The work can be heard on the CD Kronos Quartet Performs Philip Glass (Nonesuch, 1995), and online here.

"The music of Philip Glass, especially works composed after the formative period of the late '60s and early '70s, demonstrates a stylistic consistency that critics deride as utter predictability. And certainly, some of his most characteristic gestures have become movie music clichés: the murmuring minor third alternations and subtle shifts of metric accentuation that so drew in viewers of director Errol Morris' startling documentary The Thin Blue Line, for example, have been borrowed by numerous other composers looking to cast an anxious, pensive mood on a tense, cinematic moment. Still, even his harshest critics must admit that in a handful of works, Glass ventures rather far afield of his minimalist roots, exploring sounds and textures that merge with his more characteristic techniques in surprising and often moving ways.

Such is the case with Glass' String Quartet No. 4, subtitled "Buczak." The subtitle derives from the work's memorial nature, composed as it was in memory of artist Brian Buczak, who succumbed to AIDS in 1988 [sic]. The inevitable combination of mourning and remembrance play out in the work's musical character, which is likewise conflicted in its textures and techniques. At the core of the work's first movement is a device typical of Glass' oeuvre: a chord progression carried by slippery semitone voiceleading through a string of unexpected tonalities before finally and unexpectedly arriving at its starting point. Likewise, the metrical terrain constantly shifts, with units of three and four beats unpredictably juxtaposed (a trait not as prominent in Glass' later works, but central to expanding and contracting melodic cells of his early pieces).
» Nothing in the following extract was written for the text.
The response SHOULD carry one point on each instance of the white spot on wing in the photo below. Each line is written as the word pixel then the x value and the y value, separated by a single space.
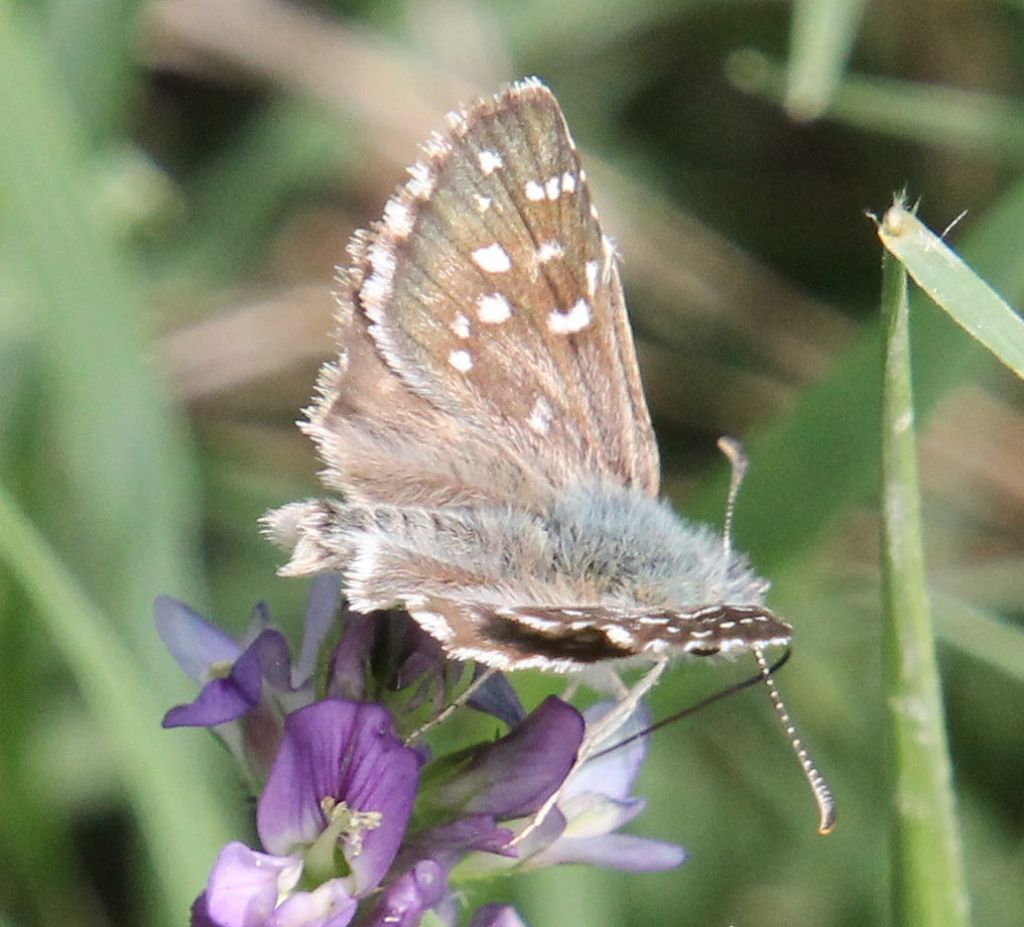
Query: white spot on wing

What sets this movement off, however, is its occasional use of strident polytonal complexes. A theme with variations, the movement occasionally bifurcates the strings into divergent harmonic camps, carving out arpeggios and melodies on entirely different planes (an idea carried even further in Glass' Symphony No. 2). This stratification is enhanced by contrasts between arco and pizzicato articulations. The second movement is more mellow, but also more melancholy, its chromaticism drawn out into long, lyrical melodies and delicately strident harmonies reminiscent of Fauré or Debussy in a dark mood; reaching into the extended upper range, the violins evoke a yearning for transcendence. The third and final movement alternates between long-breathed chords and somber, minor-mode polyphonies, ultimately settling into the major mode and ending on a note of serene repose.

Glass wanted his fourth quartet to represent "a musical impression of [Buczak] as a person as well as a tribute to his life's work".